Lessons in Collaboration: nytimes-se.com

2008-01-08 8-minute read

On Wednesday, November 12, a collaboration of activists and pranksters distributed a remarkably high quality spoofed copy of the New York Times along with an equally artful website.

The reaction was phenomenal. News of the project was forwarded, blogged, discussed, txt’ed; subjected to rants and raves; and picked up by news organizations all over the world.

The server hosting the website, run by May First/People Link members The Yes Men got slammed. Almost immediately. And, was practically unreachable for the first day.

By the next day, the website was being distributed over four servers in three locations (later extended to six servers in six locations) and was being supported by activist techies spanning close to a half dozen radical tech collectives throughout North America, including May First/People Link, Riseup, Indymedia, Koumbit, Guerillartivism and more. And, the site was delivering page views faster than anyone expected.

What happened? How was this turn-around possible?

Day 0

Before this idea was even born, The Yes Men chose to host with a politically progressive provider, not a corporate provider. This step is one of the most crucial steps any politically focused organization can choose. Here are a few reasons why:

Activist providers have more resources. This assertion sounds counter-intuitive to the way we think about the left and capitalism - we’re used to being in situations where the left is under-resourced and the capitalists are awash in venture capital funding. However, when it comes to the Internet, hardware/capital is only one of many resources we need. Labor, particularly highly skilled labor available on a moment’s notice is far more critical. And activists providers are impressively organized with high caliber skills. Furthermore, the hardware costs are increasingly coming down to a point where even under-financed activist groups can afford them. And finally, in case you haven’t noticed, venture capital is waning these days. Really. Waning.
Activist providers are more flexible. We’re used to calling our corporate service providers and getting someone on the phone relatively quickly. That’s great. Except the person we get on the phone usually knows less than we do and has no power or authority to do anything. Activist providers don’t have the resources to be on call 24/7, but once we got on a problem, we have the flexibility, authority, and knowledge to help. Furthermore, we have the ability to call in our networks to bring in resources beyond our organization.
Activist providers actually want you to get more traffic so that you’ll win. We experience a lot of strange hand-wringing from our members over what happens if we get a lot of traffic. That’s understandable since commercial providers want you to get more traffic so that they can charge you more. Activist providers want you to get more traffic so that you’ll win. Most of the activist providers who stepped in to support the Yes Men will be getting higher than usual bandwidth bills this month. Although we’re all strapped for cash, this is a good thing and the very reason why we exist.
Activist providers extend the organizing project to the Internet. By choosing an activist provider, the Yes Men made a conscious and active decision to share their success with the radical tech movement. We’re stronger as a result, meaning the next time we have a similar situation with another site or another group, we will be that much more prepared and ready thanks to this decision by the Yes Men.

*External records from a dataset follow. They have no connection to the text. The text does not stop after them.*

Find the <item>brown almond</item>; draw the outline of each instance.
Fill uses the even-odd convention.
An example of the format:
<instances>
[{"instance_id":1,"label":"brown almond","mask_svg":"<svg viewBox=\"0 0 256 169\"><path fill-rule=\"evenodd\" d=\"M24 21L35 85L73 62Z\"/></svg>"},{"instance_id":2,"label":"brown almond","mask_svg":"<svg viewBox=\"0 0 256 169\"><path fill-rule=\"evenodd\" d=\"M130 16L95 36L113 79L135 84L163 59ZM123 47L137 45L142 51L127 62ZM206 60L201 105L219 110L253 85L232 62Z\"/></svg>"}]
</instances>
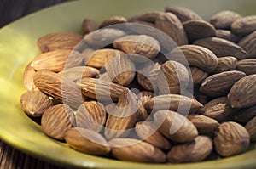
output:
<instances>
[{"instance_id":1,"label":"brown almond","mask_svg":"<svg viewBox=\"0 0 256 169\"><path fill-rule=\"evenodd\" d=\"M84 64L91 67L101 69L109 60L120 56L122 54L124 54L122 51L112 48L99 49L91 54L88 54L87 57L84 58Z\"/></svg>"},{"instance_id":2,"label":"brown almond","mask_svg":"<svg viewBox=\"0 0 256 169\"><path fill-rule=\"evenodd\" d=\"M156 82L162 94L176 94L186 89L189 79L187 68L178 62L170 60L160 66Z\"/></svg>"},{"instance_id":3,"label":"brown almond","mask_svg":"<svg viewBox=\"0 0 256 169\"><path fill-rule=\"evenodd\" d=\"M83 78L77 82L82 94L98 100L117 101L119 98L128 92L128 88L116 83L95 78Z\"/></svg>"},{"instance_id":4,"label":"brown almond","mask_svg":"<svg viewBox=\"0 0 256 169\"><path fill-rule=\"evenodd\" d=\"M136 123L136 133L138 138L160 149L170 149L172 144L154 126L152 121Z\"/></svg>"},{"instance_id":5,"label":"brown almond","mask_svg":"<svg viewBox=\"0 0 256 169\"><path fill-rule=\"evenodd\" d=\"M184 28L178 18L172 13L162 13L155 20L155 28L169 36L177 45L188 44ZM162 40L163 38L160 38Z\"/></svg>"},{"instance_id":6,"label":"brown almond","mask_svg":"<svg viewBox=\"0 0 256 169\"><path fill-rule=\"evenodd\" d=\"M148 59L154 58L160 50L159 42L146 35L128 35L118 38L113 42L113 47L128 54L139 54Z\"/></svg>"},{"instance_id":7,"label":"brown almond","mask_svg":"<svg viewBox=\"0 0 256 169\"><path fill-rule=\"evenodd\" d=\"M66 131L75 126L73 111L63 104L49 107L42 115L41 126L48 136L63 140Z\"/></svg>"},{"instance_id":8,"label":"brown almond","mask_svg":"<svg viewBox=\"0 0 256 169\"><path fill-rule=\"evenodd\" d=\"M113 82L128 86L134 79L136 67L126 54L113 58L105 65L106 71Z\"/></svg>"},{"instance_id":9,"label":"brown almond","mask_svg":"<svg viewBox=\"0 0 256 169\"><path fill-rule=\"evenodd\" d=\"M73 50L83 37L71 32L56 32L44 35L38 39L38 46L43 52L56 49Z\"/></svg>"},{"instance_id":10,"label":"brown almond","mask_svg":"<svg viewBox=\"0 0 256 169\"><path fill-rule=\"evenodd\" d=\"M211 50L197 45L177 47L168 54L168 58L184 65L189 63L189 66L198 67L207 73L213 71L218 63L217 56Z\"/></svg>"},{"instance_id":11,"label":"brown almond","mask_svg":"<svg viewBox=\"0 0 256 169\"><path fill-rule=\"evenodd\" d=\"M197 136L193 141L177 144L167 154L172 163L195 162L206 159L212 151L212 140L207 136Z\"/></svg>"},{"instance_id":12,"label":"brown almond","mask_svg":"<svg viewBox=\"0 0 256 169\"><path fill-rule=\"evenodd\" d=\"M138 109L136 98L131 93L123 94L113 109L107 110L108 116L104 135L108 140L126 137L134 127Z\"/></svg>"},{"instance_id":13,"label":"brown almond","mask_svg":"<svg viewBox=\"0 0 256 169\"><path fill-rule=\"evenodd\" d=\"M219 121L235 111L230 106L226 97L219 97L207 103L198 113Z\"/></svg>"},{"instance_id":14,"label":"brown almond","mask_svg":"<svg viewBox=\"0 0 256 169\"><path fill-rule=\"evenodd\" d=\"M216 30L216 37L236 43L241 38L241 36L236 35L229 30Z\"/></svg>"},{"instance_id":15,"label":"brown almond","mask_svg":"<svg viewBox=\"0 0 256 169\"><path fill-rule=\"evenodd\" d=\"M183 25L190 42L216 35L213 25L204 20L188 20Z\"/></svg>"},{"instance_id":16,"label":"brown almond","mask_svg":"<svg viewBox=\"0 0 256 169\"><path fill-rule=\"evenodd\" d=\"M29 116L41 116L52 102L47 95L40 91L28 91L20 96L20 106Z\"/></svg>"},{"instance_id":17,"label":"brown almond","mask_svg":"<svg viewBox=\"0 0 256 169\"><path fill-rule=\"evenodd\" d=\"M181 106L182 105L182 106ZM195 113L202 104L191 98L179 94L163 94L149 99L144 104L146 110L157 111L159 110L171 110L178 113Z\"/></svg>"},{"instance_id":18,"label":"brown almond","mask_svg":"<svg viewBox=\"0 0 256 169\"><path fill-rule=\"evenodd\" d=\"M59 72L65 68L81 65L83 58L80 53L72 50L55 50L38 55L31 63L36 70L47 70Z\"/></svg>"},{"instance_id":19,"label":"brown almond","mask_svg":"<svg viewBox=\"0 0 256 169\"><path fill-rule=\"evenodd\" d=\"M126 33L119 29L102 28L86 34L84 40L92 48L102 48L113 43L115 39L125 35Z\"/></svg>"},{"instance_id":20,"label":"brown almond","mask_svg":"<svg viewBox=\"0 0 256 169\"><path fill-rule=\"evenodd\" d=\"M182 7L166 7L166 12L172 13L177 16L181 22L188 21L188 20L202 20L202 18L199 16L194 11L182 8Z\"/></svg>"},{"instance_id":21,"label":"brown almond","mask_svg":"<svg viewBox=\"0 0 256 169\"><path fill-rule=\"evenodd\" d=\"M255 17L256 23L256 17ZM256 29L256 25L255 25ZM253 58L256 56L256 31L253 31L251 34L244 37L238 42L245 51L247 51L247 58Z\"/></svg>"},{"instance_id":22,"label":"brown almond","mask_svg":"<svg viewBox=\"0 0 256 169\"><path fill-rule=\"evenodd\" d=\"M90 66L75 66L65 69L58 73L62 78L67 78L72 81L77 81L84 77L96 77L100 71Z\"/></svg>"},{"instance_id":23,"label":"brown almond","mask_svg":"<svg viewBox=\"0 0 256 169\"><path fill-rule=\"evenodd\" d=\"M91 31L96 31L99 25L96 21L90 19L84 19L82 23L82 31L83 34L88 34Z\"/></svg>"},{"instance_id":24,"label":"brown almond","mask_svg":"<svg viewBox=\"0 0 256 169\"><path fill-rule=\"evenodd\" d=\"M247 53L237 44L219 37L199 39L193 44L205 47L212 51L218 57L234 56L237 60L247 57Z\"/></svg>"},{"instance_id":25,"label":"brown almond","mask_svg":"<svg viewBox=\"0 0 256 169\"><path fill-rule=\"evenodd\" d=\"M146 66L137 71L137 82L141 87L148 91L157 90L157 76L160 65L153 62L147 63Z\"/></svg>"},{"instance_id":26,"label":"brown almond","mask_svg":"<svg viewBox=\"0 0 256 169\"><path fill-rule=\"evenodd\" d=\"M201 70L197 67L190 67L190 71L194 85L201 83L205 78L208 76L208 73Z\"/></svg>"},{"instance_id":27,"label":"brown almond","mask_svg":"<svg viewBox=\"0 0 256 169\"><path fill-rule=\"evenodd\" d=\"M245 128L247 130L251 141L256 141L256 117L250 120Z\"/></svg>"},{"instance_id":28,"label":"brown almond","mask_svg":"<svg viewBox=\"0 0 256 169\"><path fill-rule=\"evenodd\" d=\"M154 124L167 138L185 143L198 136L195 125L186 117L175 111L159 110L154 114Z\"/></svg>"},{"instance_id":29,"label":"brown almond","mask_svg":"<svg viewBox=\"0 0 256 169\"><path fill-rule=\"evenodd\" d=\"M256 75L249 75L236 82L228 94L232 108L245 108L256 104Z\"/></svg>"},{"instance_id":30,"label":"brown almond","mask_svg":"<svg viewBox=\"0 0 256 169\"><path fill-rule=\"evenodd\" d=\"M235 120L238 122L248 122L256 116L256 105L240 109L235 114Z\"/></svg>"},{"instance_id":31,"label":"brown almond","mask_svg":"<svg viewBox=\"0 0 256 169\"><path fill-rule=\"evenodd\" d=\"M236 69L245 72L247 75L256 73L256 59L242 59L237 62Z\"/></svg>"},{"instance_id":32,"label":"brown almond","mask_svg":"<svg viewBox=\"0 0 256 169\"><path fill-rule=\"evenodd\" d=\"M208 96L216 98L229 93L231 87L246 76L242 71L224 71L206 78L200 87L200 91Z\"/></svg>"},{"instance_id":33,"label":"brown almond","mask_svg":"<svg viewBox=\"0 0 256 169\"><path fill-rule=\"evenodd\" d=\"M236 20L231 25L231 31L236 34L249 34L256 31L256 15L246 16Z\"/></svg>"},{"instance_id":34,"label":"brown almond","mask_svg":"<svg viewBox=\"0 0 256 169\"><path fill-rule=\"evenodd\" d=\"M234 70L236 67L237 59L233 56L225 56L218 58L218 64L212 72L213 74L221 73L224 71Z\"/></svg>"},{"instance_id":35,"label":"brown almond","mask_svg":"<svg viewBox=\"0 0 256 169\"><path fill-rule=\"evenodd\" d=\"M112 25L115 24L122 24L128 22L127 19L123 16L112 16L107 20L104 20L102 24L100 25L100 27L105 27L108 25Z\"/></svg>"},{"instance_id":36,"label":"brown almond","mask_svg":"<svg viewBox=\"0 0 256 169\"><path fill-rule=\"evenodd\" d=\"M139 20L143 22L151 22L154 23L156 18L160 14L161 12L159 11L151 11L151 12L146 12L139 14L136 14L132 16L131 18L128 19L129 22L132 22L134 20Z\"/></svg>"},{"instance_id":37,"label":"brown almond","mask_svg":"<svg viewBox=\"0 0 256 169\"><path fill-rule=\"evenodd\" d=\"M247 129L236 122L224 122L214 137L215 150L222 156L230 156L247 150L250 136Z\"/></svg>"},{"instance_id":38,"label":"brown almond","mask_svg":"<svg viewBox=\"0 0 256 169\"><path fill-rule=\"evenodd\" d=\"M230 10L224 10L212 15L210 23L217 29L230 29L232 23L241 16Z\"/></svg>"},{"instance_id":39,"label":"brown almond","mask_svg":"<svg viewBox=\"0 0 256 169\"><path fill-rule=\"evenodd\" d=\"M112 155L122 161L159 163L166 161L166 155L158 148L134 138L113 138L108 142Z\"/></svg>"},{"instance_id":40,"label":"brown almond","mask_svg":"<svg viewBox=\"0 0 256 169\"><path fill-rule=\"evenodd\" d=\"M71 148L89 155L105 155L111 150L102 135L86 128L68 129L65 132L65 140Z\"/></svg>"},{"instance_id":41,"label":"brown almond","mask_svg":"<svg viewBox=\"0 0 256 169\"><path fill-rule=\"evenodd\" d=\"M41 92L71 107L78 108L85 100L74 82L62 79L57 73L49 70L37 71L34 83Z\"/></svg>"},{"instance_id":42,"label":"brown almond","mask_svg":"<svg viewBox=\"0 0 256 169\"><path fill-rule=\"evenodd\" d=\"M101 132L106 122L107 114L102 104L96 101L84 102L76 113L78 127Z\"/></svg>"},{"instance_id":43,"label":"brown almond","mask_svg":"<svg viewBox=\"0 0 256 169\"><path fill-rule=\"evenodd\" d=\"M216 120L203 115L189 115L187 118L195 126L200 134L212 132L219 125Z\"/></svg>"},{"instance_id":44,"label":"brown almond","mask_svg":"<svg viewBox=\"0 0 256 169\"><path fill-rule=\"evenodd\" d=\"M23 72L23 84L28 91L38 90L34 84L33 77L35 73L36 70L31 66L31 63L29 63Z\"/></svg>"}]
</instances>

By hosting with an activist provider, the project had a different level of access to the network of people and organizations that eventually made the site sing.

Day 1

The site, which is running a free content management system called WordPress, is on a mostly dedicated, very powerful server (4 processors, 4 GB of RAM). Nonetheless, by the middle of day one the server was on it’s knees.

When the server went into overload, we immediately created an Internet chat room open to the public to help figure out how to get the site up and running. Although the handful of people working on the server were able to make small improvements, the real change happened when we were joined by our allies from Riseup and the network of tech activists they had access to. May First/People link has at our disposal two dozen machines in 5 locations around the country and an impressively skilled tech team. When we were joined by our allies, the resources at our disposable (directly and indirectly by our ability to grow even larger) became incalculable.

We spent the next several hours setting up caching servers around the country to reduce the load on the primary server. We experienced a lot of serious technical hurdles in the process, however, between the half dozen techies involved, we were able to declare success at 1:30 am. We experienced a few blips and minor problems, however, for the most part, the site was being successfully server to everyone who came.

Day 2

The next day we all monitored the site and the caching servers, eventually increasing the number of servers involved roe 4 to 6. We experienced a few minor problems, however, the site worked so well that conversation on the chat channel turned to brain storming new content to add.

Lessons Learned

“If we could do it over again” is a common refrain on all projects and this one is no exception.

It is very difficult to predict success and even harder to predict server load of a successful project, since every year the numbers of people who might view our site changes along with the software and hardware we use to power the site. At May First/People Link we have members predicting huge spikes that never materialize, while at the same time experiencing spikes they had no idea were coming. Nonetheless, with more advance warning, we could have had the caching network in place for the day of the launch. Additionally, we should have put a call out to our network for help immediately, which may have resulted in the caching system setup happening earlier on the first day.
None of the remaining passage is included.